The Mudcat Café TM
Thread #48120   Message #722609
Posted By: Jim Dixon
04-Jun-02 - 02:30 AM
Thread Name: BS: would you want to know
Subject: RE: BS: would you want to know
The patient is the ONLY person who has the ABSOLUTE RIGHT to know what his own condition is. Doctors and nurses have no business telling the family ANYTHING about the patient's condition unless they have first discussed it with the patient and gotten his permission to tell the family. (That's assuming, of course, that the patient is legally an adult and has not been declared incompetent to make decisions for himself.)

If the family THINKS the doctors haven't told the patient anything, they may be wrong. If the patient is acting AS IF he doesn't know anything, that may be his choice.

Some people don't like to show strong emotion (e.g. grief, fear, or anger), and don't like to see others showing strong emotion, either. Other people—sometimes in the same family—think it's important to put every emotion on display. I don't see any grounds for saying that either point of view is morally superior. I do think it's unrealistic, and unnecessarily cruel, to try to force people who have behaved one way all their lives to suddenly start doing the opposite when they are facing death—either their own or a loved one's.

You don't HAVE to discuss the facts of the case (i.e. the cancer or the approaching death) in order to express whatever emotions you're feeling.
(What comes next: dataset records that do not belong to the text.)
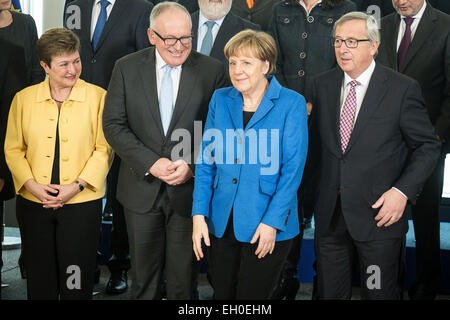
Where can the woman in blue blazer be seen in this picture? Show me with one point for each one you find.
(248, 171)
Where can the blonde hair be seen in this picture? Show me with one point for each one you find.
(258, 43)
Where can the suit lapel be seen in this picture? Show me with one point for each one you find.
(119, 7)
(424, 30)
(148, 75)
(334, 99)
(195, 18)
(372, 100)
(188, 80)
(235, 109)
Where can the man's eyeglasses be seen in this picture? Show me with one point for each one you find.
(186, 40)
(350, 43)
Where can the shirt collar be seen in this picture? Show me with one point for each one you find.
(302, 3)
(110, 1)
(78, 92)
(160, 63)
(419, 14)
(364, 78)
(202, 19)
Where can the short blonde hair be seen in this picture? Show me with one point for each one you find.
(258, 43)
(55, 42)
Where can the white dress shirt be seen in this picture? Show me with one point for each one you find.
(202, 28)
(96, 12)
(175, 74)
(416, 21)
(302, 3)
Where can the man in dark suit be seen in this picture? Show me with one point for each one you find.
(213, 25)
(13, 79)
(377, 148)
(421, 50)
(109, 30)
(154, 98)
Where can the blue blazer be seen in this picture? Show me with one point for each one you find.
(255, 172)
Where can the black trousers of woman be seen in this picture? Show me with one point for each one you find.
(61, 249)
(235, 271)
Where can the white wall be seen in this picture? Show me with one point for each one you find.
(46, 13)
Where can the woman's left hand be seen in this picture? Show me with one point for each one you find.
(266, 235)
(66, 192)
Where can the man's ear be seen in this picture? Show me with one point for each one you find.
(151, 36)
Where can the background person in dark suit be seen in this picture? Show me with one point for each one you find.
(13, 78)
(152, 93)
(256, 11)
(377, 148)
(124, 31)
(367, 6)
(224, 25)
(302, 31)
(422, 51)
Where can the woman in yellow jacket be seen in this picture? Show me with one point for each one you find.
(59, 159)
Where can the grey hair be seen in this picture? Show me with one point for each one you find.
(373, 33)
(164, 6)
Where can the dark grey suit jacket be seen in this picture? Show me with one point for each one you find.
(125, 32)
(392, 145)
(231, 25)
(132, 124)
(13, 78)
(427, 61)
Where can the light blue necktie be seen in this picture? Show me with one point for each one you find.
(101, 21)
(166, 99)
(207, 40)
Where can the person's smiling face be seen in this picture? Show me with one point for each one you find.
(64, 70)
(172, 24)
(247, 72)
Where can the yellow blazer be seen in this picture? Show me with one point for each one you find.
(31, 136)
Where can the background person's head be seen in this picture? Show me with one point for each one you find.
(407, 8)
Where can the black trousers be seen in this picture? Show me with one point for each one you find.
(120, 258)
(61, 249)
(161, 241)
(380, 264)
(235, 271)
(425, 216)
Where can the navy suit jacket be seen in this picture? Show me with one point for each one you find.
(125, 32)
(231, 25)
(237, 177)
(392, 145)
(427, 61)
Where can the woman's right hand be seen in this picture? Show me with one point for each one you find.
(43, 192)
(200, 230)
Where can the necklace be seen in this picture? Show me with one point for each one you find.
(58, 100)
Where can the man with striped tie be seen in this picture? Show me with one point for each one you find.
(377, 147)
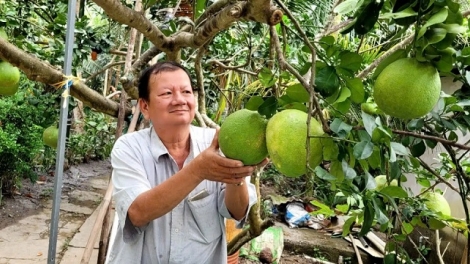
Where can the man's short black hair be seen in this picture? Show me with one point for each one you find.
(162, 66)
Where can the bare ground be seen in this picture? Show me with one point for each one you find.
(31, 197)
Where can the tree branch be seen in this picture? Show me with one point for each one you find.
(385, 55)
(201, 93)
(433, 138)
(104, 69)
(441, 179)
(285, 65)
(40, 71)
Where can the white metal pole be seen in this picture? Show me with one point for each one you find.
(64, 105)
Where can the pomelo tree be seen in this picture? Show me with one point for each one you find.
(320, 58)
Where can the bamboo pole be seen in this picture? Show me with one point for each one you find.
(96, 227)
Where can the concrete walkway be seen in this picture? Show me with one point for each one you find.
(27, 241)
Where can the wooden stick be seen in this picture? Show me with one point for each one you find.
(96, 227)
(358, 254)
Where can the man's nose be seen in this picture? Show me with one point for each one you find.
(178, 98)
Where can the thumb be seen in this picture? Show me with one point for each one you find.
(215, 140)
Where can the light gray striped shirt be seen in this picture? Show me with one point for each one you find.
(193, 232)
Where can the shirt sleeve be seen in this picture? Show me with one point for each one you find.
(129, 181)
(252, 199)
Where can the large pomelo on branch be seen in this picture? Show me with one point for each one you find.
(286, 137)
(242, 136)
(437, 203)
(9, 78)
(407, 88)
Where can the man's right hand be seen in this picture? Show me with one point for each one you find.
(210, 165)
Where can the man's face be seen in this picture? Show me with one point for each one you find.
(171, 99)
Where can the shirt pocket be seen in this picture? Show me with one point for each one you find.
(206, 219)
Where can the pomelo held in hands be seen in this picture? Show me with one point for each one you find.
(407, 88)
(242, 136)
(286, 137)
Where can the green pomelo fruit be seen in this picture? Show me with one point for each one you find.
(437, 203)
(9, 78)
(407, 88)
(381, 182)
(242, 136)
(50, 136)
(286, 137)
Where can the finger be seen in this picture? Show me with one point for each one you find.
(236, 181)
(215, 140)
(228, 163)
(263, 163)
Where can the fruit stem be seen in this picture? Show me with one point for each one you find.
(418, 21)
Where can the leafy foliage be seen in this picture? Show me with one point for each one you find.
(22, 119)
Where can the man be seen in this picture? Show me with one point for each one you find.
(173, 189)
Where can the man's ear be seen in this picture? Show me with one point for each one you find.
(144, 108)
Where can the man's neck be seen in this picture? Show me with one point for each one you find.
(174, 139)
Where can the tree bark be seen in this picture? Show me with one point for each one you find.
(40, 71)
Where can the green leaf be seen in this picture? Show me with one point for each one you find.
(344, 94)
(347, 225)
(418, 149)
(323, 174)
(357, 90)
(375, 159)
(341, 128)
(349, 173)
(437, 18)
(407, 228)
(407, 12)
(200, 7)
(298, 93)
(330, 149)
(398, 54)
(343, 107)
(379, 215)
(346, 7)
(435, 35)
(363, 150)
(391, 258)
(371, 184)
(337, 170)
(394, 192)
(369, 122)
(327, 81)
(296, 105)
(350, 60)
(424, 182)
(435, 224)
(268, 107)
(398, 148)
(266, 77)
(254, 103)
(415, 124)
(343, 208)
(453, 28)
(368, 220)
(367, 17)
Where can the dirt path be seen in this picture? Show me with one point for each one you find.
(32, 197)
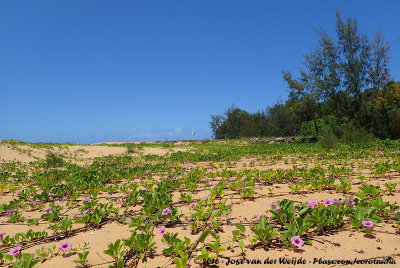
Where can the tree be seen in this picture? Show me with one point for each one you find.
(335, 74)
(379, 72)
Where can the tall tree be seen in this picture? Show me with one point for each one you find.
(379, 72)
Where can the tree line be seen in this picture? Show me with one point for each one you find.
(344, 90)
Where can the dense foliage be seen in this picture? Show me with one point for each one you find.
(344, 91)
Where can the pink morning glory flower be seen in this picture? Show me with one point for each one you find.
(351, 202)
(328, 202)
(368, 224)
(48, 210)
(161, 231)
(165, 211)
(278, 208)
(65, 246)
(312, 204)
(15, 251)
(297, 241)
(10, 212)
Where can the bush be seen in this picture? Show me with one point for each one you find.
(329, 140)
(54, 160)
(353, 134)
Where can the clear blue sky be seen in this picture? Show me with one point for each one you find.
(89, 71)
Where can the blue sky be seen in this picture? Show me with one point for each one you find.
(90, 71)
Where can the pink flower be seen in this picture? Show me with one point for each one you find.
(10, 212)
(312, 204)
(165, 211)
(2, 235)
(368, 224)
(48, 210)
(161, 231)
(65, 246)
(278, 208)
(351, 202)
(15, 251)
(297, 241)
(328, 202)
(87, 199)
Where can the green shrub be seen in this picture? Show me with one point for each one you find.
(54, 160)
(329, 140)
(353, 134)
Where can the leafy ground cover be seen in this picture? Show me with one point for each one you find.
(215, 203)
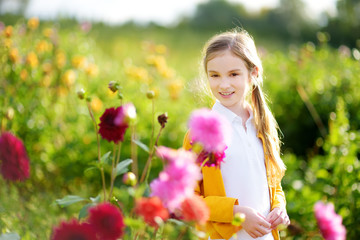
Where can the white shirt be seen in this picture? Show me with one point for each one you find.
(243, 169)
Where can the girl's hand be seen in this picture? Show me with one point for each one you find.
(255, 223)
(278, 216)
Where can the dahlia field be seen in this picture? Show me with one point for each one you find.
(93, 118)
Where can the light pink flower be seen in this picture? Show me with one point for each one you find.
(329, 222)
(179, 178)
(209, 129)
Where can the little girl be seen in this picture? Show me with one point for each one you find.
(249, 179)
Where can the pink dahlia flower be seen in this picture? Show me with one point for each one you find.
(179, 178)
(107, 221)
(150, 208)
(209, 129)
(329, 222)
(127, 114)
(73, 230)
(109, 130)
(14, 162)
(211, 159)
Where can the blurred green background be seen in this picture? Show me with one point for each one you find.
(312, 74)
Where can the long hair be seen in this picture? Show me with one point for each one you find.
(242, 45)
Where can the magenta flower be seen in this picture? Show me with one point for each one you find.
(209, 129)
(107, 221)
(14, 162)
(329, 222)
(179, 178)
(109, 130)
(73, 230)
(211, 159)
(127, 114)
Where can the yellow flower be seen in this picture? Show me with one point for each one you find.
(161, 49)
(7, 42)
(23, 74)
(156, 91)
(78, 61)
(47, 67)
(92, 70)
(32, 60)
(138, 73)
(48, 32)
(8, 31)
(14, 55)
(33, 23)
(69, 77)
(167, 73)
(175, 88)
(46, 81)
(43, 46)
(62, 91)
(96, 104)
(60, 59)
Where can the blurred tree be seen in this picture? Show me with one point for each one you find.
(14, 6)
(218, 14)
(344, 28)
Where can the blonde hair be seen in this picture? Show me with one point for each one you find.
(242, 45)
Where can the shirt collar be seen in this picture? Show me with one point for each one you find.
(227, 113)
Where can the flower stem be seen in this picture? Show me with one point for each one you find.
(98, 146)
(147, 168)
(113, 168)
(134, 166)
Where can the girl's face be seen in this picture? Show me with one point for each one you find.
(229, 80)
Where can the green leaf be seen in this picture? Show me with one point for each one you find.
(68, 200)
(95, 200)
(141, 145)
(90, 169)
(105, 158)
(84, 211)
(9, 236)
(121, 168)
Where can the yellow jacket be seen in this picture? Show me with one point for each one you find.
(211, 188)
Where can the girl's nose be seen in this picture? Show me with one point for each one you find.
(224, 83)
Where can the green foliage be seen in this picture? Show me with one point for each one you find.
(333, 176)
(59, 136)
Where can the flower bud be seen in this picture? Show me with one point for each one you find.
(281, 227)
(113, 86)
(129, 178)
(150, 94)
(162, 119)
(10, 113)
(81, 93)
(239, 218)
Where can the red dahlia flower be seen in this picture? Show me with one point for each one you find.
(107, 221)
(73, 230)
(109, 130)
(150, 208)
(195, 209)
(14, 162)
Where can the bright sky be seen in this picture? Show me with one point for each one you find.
(160, 11)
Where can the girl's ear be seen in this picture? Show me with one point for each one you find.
(255, 72)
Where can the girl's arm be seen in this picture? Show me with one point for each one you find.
(221, 208)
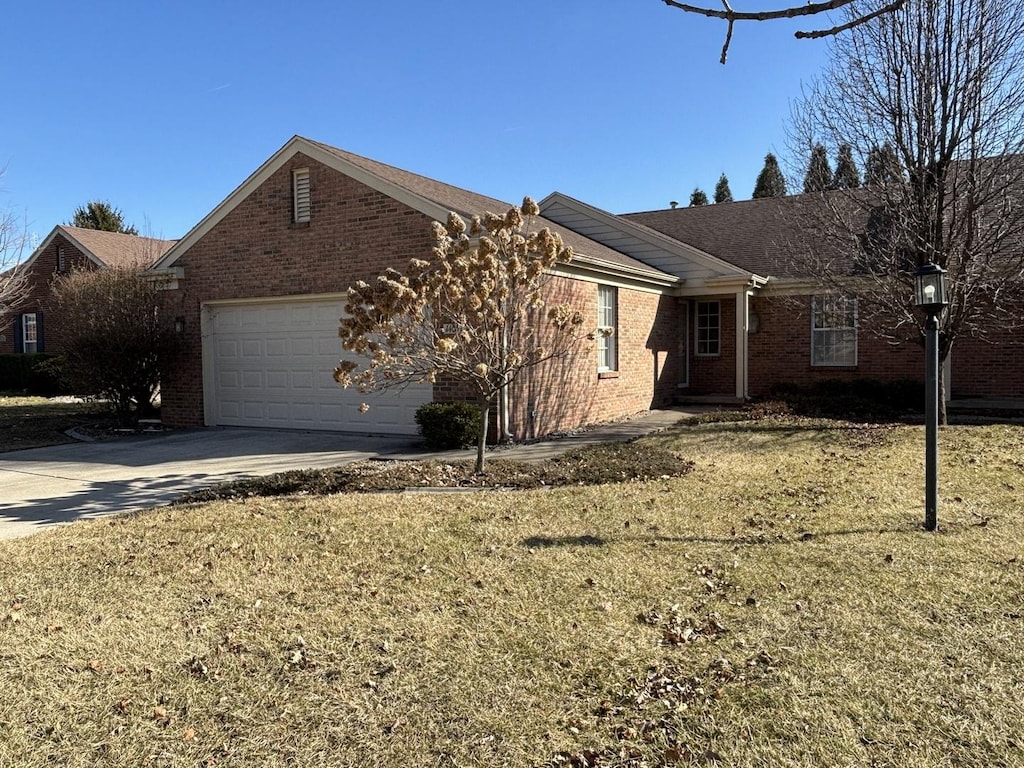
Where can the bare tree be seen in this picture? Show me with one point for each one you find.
(474, 314)
(941, 83)
(13, 279)
(730, 15)
(115, 343)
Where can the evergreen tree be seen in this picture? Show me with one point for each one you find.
(98, 214)
(770, 181)
(847, 176)
(818, 175)
(882, 166)
(722, 192)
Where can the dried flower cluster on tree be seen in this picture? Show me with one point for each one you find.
(476, 313)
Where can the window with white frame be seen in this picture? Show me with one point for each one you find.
(30, 333)
(834, 331)
(709, 329)
(300, 194)
(607, 328)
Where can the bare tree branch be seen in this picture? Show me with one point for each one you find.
(808, 9)
(13, 278)
(938, 84)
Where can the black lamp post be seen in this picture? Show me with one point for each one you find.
(930, 296)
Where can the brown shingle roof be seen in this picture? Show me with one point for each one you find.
(468, 203)
(116, 249)
(758, 236)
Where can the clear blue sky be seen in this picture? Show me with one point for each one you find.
(164, 108)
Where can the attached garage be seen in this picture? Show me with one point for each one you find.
(270, 364)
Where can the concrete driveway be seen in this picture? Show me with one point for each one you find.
(52, 485)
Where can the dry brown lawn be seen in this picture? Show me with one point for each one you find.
(779, 605)
(35, 422)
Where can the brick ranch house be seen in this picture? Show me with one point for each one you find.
(31, 328)
(257, 288)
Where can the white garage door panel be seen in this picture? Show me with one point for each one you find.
(272, 366)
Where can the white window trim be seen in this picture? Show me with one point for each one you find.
(29, 322)
(302, 205)
(607, 320)
(696, 330)
(815, 332)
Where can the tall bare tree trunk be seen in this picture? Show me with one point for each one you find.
(481, 444)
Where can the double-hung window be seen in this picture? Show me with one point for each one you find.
(709, 329)
(834, 330)
(30, 333)
(607, 328)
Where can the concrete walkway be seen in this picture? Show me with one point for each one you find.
(47, 486)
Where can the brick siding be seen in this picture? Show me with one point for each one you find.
(780, 350)
(39, 299)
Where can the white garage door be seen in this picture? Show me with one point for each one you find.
(270, 365)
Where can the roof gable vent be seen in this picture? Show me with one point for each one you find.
(300, 193)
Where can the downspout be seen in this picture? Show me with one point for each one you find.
(742, 326)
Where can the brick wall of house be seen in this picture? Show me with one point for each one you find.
(993, 368)
(570, 392)
(43, 271)
(780, 350)
(714, 374)
(256, 251)
(354, 233)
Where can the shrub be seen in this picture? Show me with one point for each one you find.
(449, 425)
(33, 374)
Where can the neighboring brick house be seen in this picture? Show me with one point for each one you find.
(695, 297)
(784, 342)
(32, 328)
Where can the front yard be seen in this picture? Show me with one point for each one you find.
(36, 422)
(776, 605)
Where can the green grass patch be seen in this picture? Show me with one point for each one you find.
(35, 422)
(777, 605)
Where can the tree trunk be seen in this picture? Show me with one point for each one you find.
(481, 443)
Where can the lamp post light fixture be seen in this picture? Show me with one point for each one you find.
(930, 297)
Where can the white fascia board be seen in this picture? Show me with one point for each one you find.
(807, 286)
(594, 270)
(725, 285)
(295, 145)
(647, 235)
(58, 229)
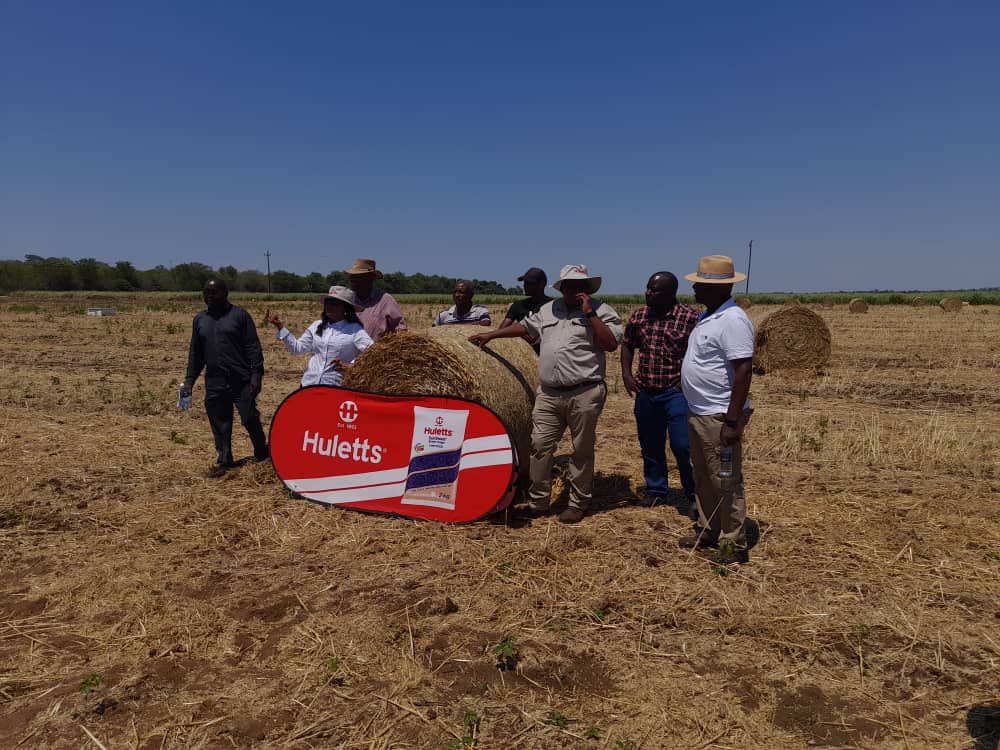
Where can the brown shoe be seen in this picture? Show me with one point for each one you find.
(730, 554)
(697, 541)
(571, 515)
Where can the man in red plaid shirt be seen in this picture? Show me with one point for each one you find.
(659, 332)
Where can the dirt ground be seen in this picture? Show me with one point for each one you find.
(144, 605)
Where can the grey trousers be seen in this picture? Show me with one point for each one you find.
(220, 398)
(722, 505)
(554, 411)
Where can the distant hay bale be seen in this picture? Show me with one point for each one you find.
(792, 338)
(441, 362)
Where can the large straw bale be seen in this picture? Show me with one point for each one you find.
(440, 361)
(794, 337)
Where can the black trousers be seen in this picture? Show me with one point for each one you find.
(221, 396)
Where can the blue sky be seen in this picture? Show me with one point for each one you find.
(857, 143)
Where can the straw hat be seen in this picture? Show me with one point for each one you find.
(578, 272)
(534, 275)
(362, 266)
(716, 269)
(345, 295)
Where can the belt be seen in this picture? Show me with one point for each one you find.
(563, 388)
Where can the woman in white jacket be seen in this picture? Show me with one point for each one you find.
(334, 340)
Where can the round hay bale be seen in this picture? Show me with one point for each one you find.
(441, 362)
(794, 337)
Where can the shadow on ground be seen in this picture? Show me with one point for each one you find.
(983, 723)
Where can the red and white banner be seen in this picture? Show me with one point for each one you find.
(433, 457)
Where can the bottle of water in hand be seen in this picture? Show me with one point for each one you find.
(726, 461)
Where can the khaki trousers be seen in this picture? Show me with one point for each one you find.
(554, 411)
(722, 506)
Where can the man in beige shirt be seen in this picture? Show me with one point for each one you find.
(574, 332)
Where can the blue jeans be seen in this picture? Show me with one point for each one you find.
(657, 414)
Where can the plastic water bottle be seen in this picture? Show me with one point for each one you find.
(726, 462)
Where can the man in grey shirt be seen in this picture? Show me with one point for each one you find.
(224, 343)
(574, 332)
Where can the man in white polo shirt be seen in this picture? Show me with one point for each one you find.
(574, 332)
(715, 378)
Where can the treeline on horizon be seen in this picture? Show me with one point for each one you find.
(36, 273)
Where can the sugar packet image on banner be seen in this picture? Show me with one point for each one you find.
(435, 456)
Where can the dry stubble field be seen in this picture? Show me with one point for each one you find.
(143, 605)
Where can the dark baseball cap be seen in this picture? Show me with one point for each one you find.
(534, 275)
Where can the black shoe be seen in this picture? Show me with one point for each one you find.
(219, 470)
(651, 501)
(571, 515)
(730, 554)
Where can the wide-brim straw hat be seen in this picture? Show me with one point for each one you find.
(578, 272)
(716, 269)
(362, 266)
(345, 295)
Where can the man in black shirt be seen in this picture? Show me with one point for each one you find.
(224, 343)
(534, 286)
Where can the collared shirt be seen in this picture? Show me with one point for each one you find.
(661, 343)
(707, 373)
(225, 344)
(521, 309)
(376, 307)
(476, 314)
(341, 340)
(569, 353)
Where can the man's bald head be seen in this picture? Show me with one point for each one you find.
(215, 294)
(661, 291)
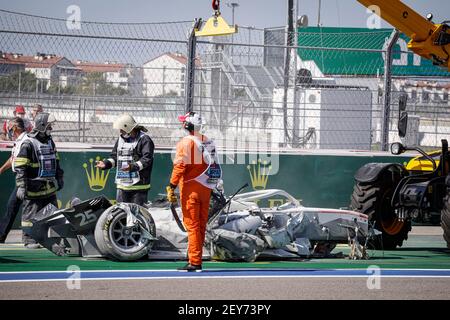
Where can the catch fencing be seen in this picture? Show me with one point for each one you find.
(314, 88)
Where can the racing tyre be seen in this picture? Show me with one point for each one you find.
(117, 241)
(445, 218)
(374, 200)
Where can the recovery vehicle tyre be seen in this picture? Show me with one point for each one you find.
(117, 241)
(374, 200)
(445, 218)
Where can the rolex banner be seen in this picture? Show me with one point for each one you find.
(316, 180)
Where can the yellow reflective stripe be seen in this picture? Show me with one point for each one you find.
(135, 187)
(18, 162)
(41, 193)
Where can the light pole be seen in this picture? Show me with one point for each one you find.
(232, 5)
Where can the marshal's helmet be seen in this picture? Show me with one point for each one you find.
(127, 123)
(43, 121)
(191, 121)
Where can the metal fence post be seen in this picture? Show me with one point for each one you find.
(79, 119)
(192, 43)
(387, 91)
(287, 64)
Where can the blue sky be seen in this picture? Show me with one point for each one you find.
(258, 13)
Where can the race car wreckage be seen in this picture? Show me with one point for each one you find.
(238, 229)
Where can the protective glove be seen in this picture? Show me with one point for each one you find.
(171, 197)
(60, 182)
(20, 194)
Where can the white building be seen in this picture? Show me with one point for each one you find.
(48, 68)
(165, 75)
(116, 74)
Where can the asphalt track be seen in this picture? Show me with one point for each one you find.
(418, 270)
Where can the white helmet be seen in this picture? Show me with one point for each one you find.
(192, 121)
(125, 122)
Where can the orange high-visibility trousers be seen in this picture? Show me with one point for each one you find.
(195, 206)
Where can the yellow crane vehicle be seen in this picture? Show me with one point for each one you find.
(391, 194)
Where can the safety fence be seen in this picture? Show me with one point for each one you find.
(315, 88)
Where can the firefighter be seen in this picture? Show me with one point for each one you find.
(133, 156)
(196, 171)
(18, 133)
(38, 173)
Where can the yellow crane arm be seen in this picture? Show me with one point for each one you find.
(429, 40)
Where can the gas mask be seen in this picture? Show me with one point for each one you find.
(11, 133)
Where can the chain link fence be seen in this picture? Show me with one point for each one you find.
(315, 88)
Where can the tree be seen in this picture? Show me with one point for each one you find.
(23, 79)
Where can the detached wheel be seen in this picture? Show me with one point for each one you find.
(117, 241)
(374, 200)
(445, 218)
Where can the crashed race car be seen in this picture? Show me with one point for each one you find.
(238, 229)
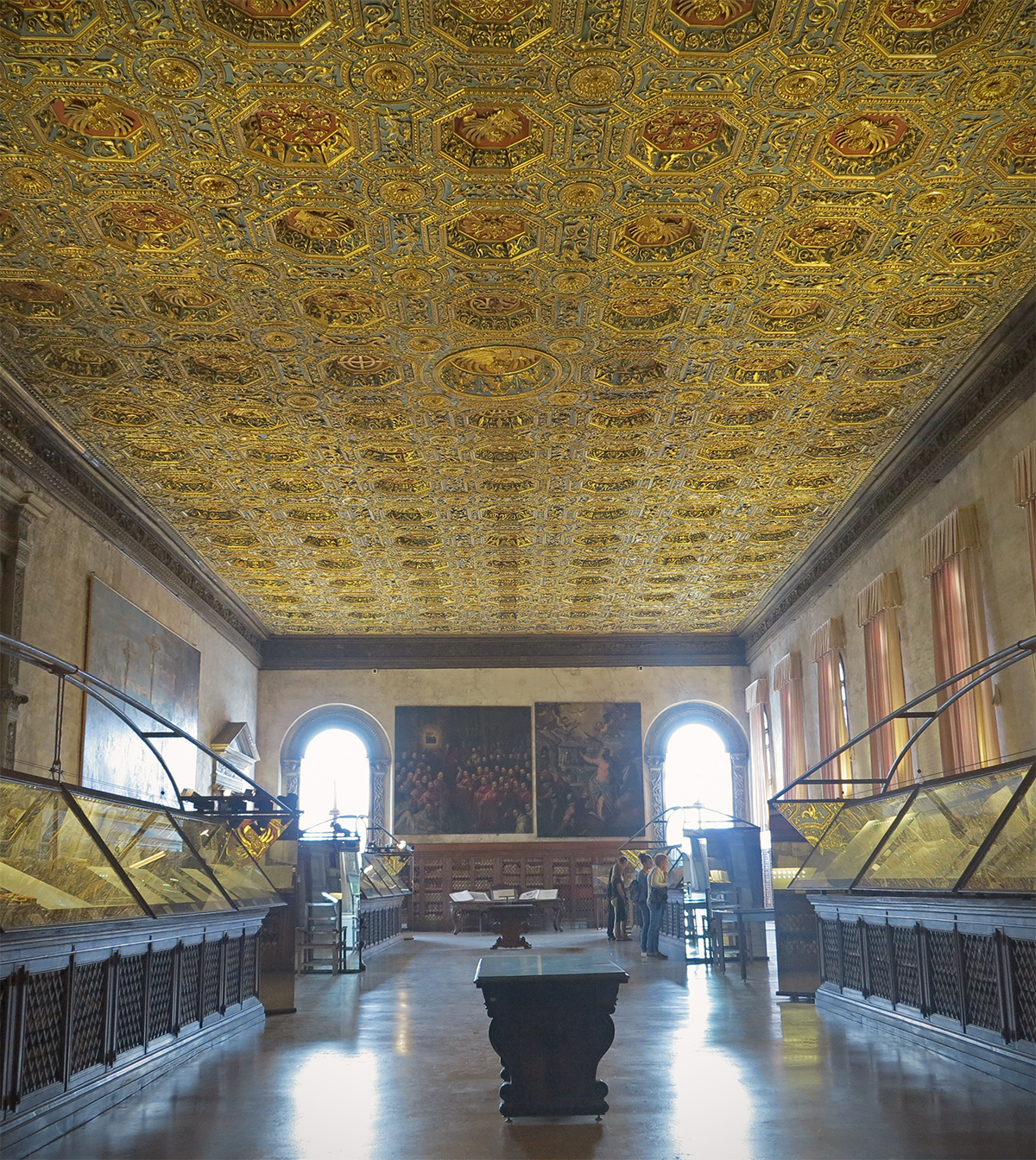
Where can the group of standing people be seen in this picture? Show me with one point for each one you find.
(638, 896)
There are perfectly effective physical, non-verbal ways of expressing emotion. If you're sad, you cry. If you're feeling love, you hold his hand, hug him, whatever. A tactful avoidance of discussing the "facts" is NOT an obstacle to your doing what you have to do to take care of yourself.

If you need to make plans, go ahead and make them. If a will needs to be drawn up and signed, for example, this can be approached as a "what if" precaution.